Search code examples
c#multithreadingasynchronousconcurrencyconcurrentdictionary

Concurrent Dictionary reading and removing items In parallel


Question background:

I am currently learning about concurrent operations using the.NET 6 Parallel.ForEachAsync loop.

I have created the following program which features two Tasks running parallel to each other in a Task.WhenAll function. The KeepAliveAsync method runs up to 3 degrees of parallelism on the HttpClient calls for a total list of ten items.

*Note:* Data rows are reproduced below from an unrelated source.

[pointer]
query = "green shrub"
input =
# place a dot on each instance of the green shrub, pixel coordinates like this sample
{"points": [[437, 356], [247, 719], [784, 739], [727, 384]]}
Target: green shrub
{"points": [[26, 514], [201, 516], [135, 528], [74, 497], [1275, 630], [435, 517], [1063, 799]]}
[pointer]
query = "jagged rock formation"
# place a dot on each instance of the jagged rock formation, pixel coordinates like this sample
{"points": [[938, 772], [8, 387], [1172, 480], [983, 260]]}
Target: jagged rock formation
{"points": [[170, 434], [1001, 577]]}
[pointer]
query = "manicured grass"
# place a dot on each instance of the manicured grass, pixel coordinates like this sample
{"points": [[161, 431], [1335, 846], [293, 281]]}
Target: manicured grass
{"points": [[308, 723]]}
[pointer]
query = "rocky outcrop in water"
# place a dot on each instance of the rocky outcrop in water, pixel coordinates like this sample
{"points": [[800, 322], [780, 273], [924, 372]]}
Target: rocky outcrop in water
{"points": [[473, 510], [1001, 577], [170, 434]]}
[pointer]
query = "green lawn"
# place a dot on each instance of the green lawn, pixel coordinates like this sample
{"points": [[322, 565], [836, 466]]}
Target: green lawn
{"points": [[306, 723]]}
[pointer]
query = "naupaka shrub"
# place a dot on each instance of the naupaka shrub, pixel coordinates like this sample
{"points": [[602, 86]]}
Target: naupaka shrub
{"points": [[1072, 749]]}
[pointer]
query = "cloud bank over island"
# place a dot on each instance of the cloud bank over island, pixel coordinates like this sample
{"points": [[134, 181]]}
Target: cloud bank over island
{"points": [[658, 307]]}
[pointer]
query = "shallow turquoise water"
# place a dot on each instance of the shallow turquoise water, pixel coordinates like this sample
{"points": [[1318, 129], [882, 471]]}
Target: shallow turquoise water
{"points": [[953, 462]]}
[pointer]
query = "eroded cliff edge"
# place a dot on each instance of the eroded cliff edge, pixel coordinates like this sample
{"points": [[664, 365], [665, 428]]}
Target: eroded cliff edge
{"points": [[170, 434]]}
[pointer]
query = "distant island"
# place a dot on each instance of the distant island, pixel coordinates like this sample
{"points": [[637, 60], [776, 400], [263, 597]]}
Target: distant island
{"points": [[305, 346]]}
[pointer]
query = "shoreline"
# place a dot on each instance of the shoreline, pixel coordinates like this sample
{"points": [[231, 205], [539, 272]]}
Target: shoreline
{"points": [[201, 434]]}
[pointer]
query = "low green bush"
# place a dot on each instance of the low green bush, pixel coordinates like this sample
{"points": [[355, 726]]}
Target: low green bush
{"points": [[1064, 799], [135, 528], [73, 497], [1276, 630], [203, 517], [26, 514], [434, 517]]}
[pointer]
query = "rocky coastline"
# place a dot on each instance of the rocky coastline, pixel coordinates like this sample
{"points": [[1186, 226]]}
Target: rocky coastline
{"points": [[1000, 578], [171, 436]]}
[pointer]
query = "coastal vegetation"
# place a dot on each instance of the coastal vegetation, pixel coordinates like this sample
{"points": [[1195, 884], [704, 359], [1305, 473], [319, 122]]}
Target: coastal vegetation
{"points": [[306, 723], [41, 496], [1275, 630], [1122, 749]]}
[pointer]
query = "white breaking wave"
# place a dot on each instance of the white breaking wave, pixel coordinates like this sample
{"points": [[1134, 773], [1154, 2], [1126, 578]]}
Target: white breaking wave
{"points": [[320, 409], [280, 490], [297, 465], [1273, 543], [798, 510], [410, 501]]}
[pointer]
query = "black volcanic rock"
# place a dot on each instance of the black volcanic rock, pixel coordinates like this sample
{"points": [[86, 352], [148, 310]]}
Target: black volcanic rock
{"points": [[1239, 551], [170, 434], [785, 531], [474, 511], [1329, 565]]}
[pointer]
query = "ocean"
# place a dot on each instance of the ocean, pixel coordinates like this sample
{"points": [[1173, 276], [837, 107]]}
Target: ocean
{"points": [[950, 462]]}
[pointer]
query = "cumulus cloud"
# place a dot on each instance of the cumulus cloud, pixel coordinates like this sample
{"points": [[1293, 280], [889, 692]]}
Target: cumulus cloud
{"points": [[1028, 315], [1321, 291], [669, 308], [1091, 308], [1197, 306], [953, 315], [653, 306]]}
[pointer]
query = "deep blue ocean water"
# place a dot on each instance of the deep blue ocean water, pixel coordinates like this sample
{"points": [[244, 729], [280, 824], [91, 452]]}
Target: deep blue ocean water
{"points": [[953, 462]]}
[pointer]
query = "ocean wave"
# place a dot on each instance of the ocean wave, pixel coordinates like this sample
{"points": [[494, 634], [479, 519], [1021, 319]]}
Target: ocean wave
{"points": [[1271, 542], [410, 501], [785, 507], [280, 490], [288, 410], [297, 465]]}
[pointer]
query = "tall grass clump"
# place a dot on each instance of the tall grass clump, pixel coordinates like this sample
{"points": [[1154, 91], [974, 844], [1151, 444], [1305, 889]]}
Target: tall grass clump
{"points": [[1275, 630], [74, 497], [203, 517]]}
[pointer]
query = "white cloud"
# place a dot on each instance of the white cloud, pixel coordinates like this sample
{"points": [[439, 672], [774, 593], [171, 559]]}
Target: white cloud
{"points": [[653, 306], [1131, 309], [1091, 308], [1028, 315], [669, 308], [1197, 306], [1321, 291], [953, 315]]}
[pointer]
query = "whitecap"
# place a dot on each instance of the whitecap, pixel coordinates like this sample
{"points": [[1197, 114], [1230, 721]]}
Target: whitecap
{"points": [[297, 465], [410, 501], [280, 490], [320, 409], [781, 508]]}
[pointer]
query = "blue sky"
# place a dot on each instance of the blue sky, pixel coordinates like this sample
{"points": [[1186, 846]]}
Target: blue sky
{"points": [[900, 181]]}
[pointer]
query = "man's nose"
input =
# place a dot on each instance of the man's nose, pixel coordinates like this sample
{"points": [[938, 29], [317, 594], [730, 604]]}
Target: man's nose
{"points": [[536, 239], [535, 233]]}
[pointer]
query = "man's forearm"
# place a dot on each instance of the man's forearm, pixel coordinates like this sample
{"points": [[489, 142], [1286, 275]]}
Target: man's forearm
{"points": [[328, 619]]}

The DisposeAsync method will remove these items from the concurrent dictionary but before this, the CleanItemBeforeDisposal method removes the property values of the Item object.

Code:

{
    [TestClass]
    public class DisposeTests
    {
        private ConcurrentDictionary<int, Item> items = new ConcurrentDictionary<int, Item>();

        private bool keepAlive = true;

        [TestMethod]
        public async Task Test()
        {
            //Arrange
            string uri = "https://website.com";

            IEnumerable<int> itemsToAdd = Enumerable.Range(1, 10);
            IEnumerable<int> itemsToDispose = Enumerable.Range(1, 10);

            foreach (var itemToAdd in itemsToAdd)
            {
                items.TryAdd(itemToAdd, new Item { Uri = uri });
            }

            //Act
            await Task.WhenAll(KeepAliveAsync(), DisposeAsync(itemsToDispose));

            //Assert
            Assert.IsTrue(items.Count == 0);
        }

        private async Task KeepAliveAsync()
        {
            HttpClient httpClient = new HttpClient();

            do
            {
                ParallelOptions parallelOptions = new()
                {
                    MaxDegreeOfParallelism = 3,
                };

                await Parallel.ForEachAsync(items.ToArray(), parallelOptions, async (item, token) =>
                {
                    var response = await httpClient.GetStringAsync(item.Value.Uri);

                    item.Value.DataResponse = response;

                    item.Value.DataResponse.ToUpper();
                });

            } while (keepAlive == true);
        }

        private async Task DisposeAsync(IEnumerable<int> itemsToRemove)
        {
            var itemsToDisposeFiltered = items.ToList().FindAll(a => itemsToRemove.Contains(a.Key));

            ParallelOptions parallelOptions = new()
            {
                MaxDegreeOfParallelism = 3,
            };

            await Parallel.ForEachAsync(itemsToDisposeFiltered.ToArray(), parallelOptions, async (itemsToDispose, token) =>
            {
                await Task.Delay(500);

                CleanItemBeforeDisposal(itemsToDispose);

                bool removed = items.TryRemove(itemsToDispose);

                if (removed == true)
                {
                    Debug.WriteLine($"DisposeAsync - Removed item {itemsToDispose.Key} from the list");
                }
                else
                {
                    Debug.WriteLine($"DisposeAsync - Did not remove item {itemsToDispose.Key} from the list");
                }
            });

            keepAlive = false;
        }

        private void CleanItemBeforeDisposal(KeyValuePair<int, Item> itemToDispose)
        {
            itemToDispose.Value.Uri = null;
            itemToDispose.Value.DataResponse = null;
        }
    }
}

The Issue:

The code runs but I am running into an issue where the Uri property of the Item object is being set null from the CleanItemBeforeDisposal method as called from the Dispose method by design but then the HttpClient call is being made in the parallel KeepAliveAsync method at which point the shared Item object is null and errors with:

System.InvalidOperationException: An invalid request URI was provided. Either the request URI must be an absolute URI or BaseAddress must be set.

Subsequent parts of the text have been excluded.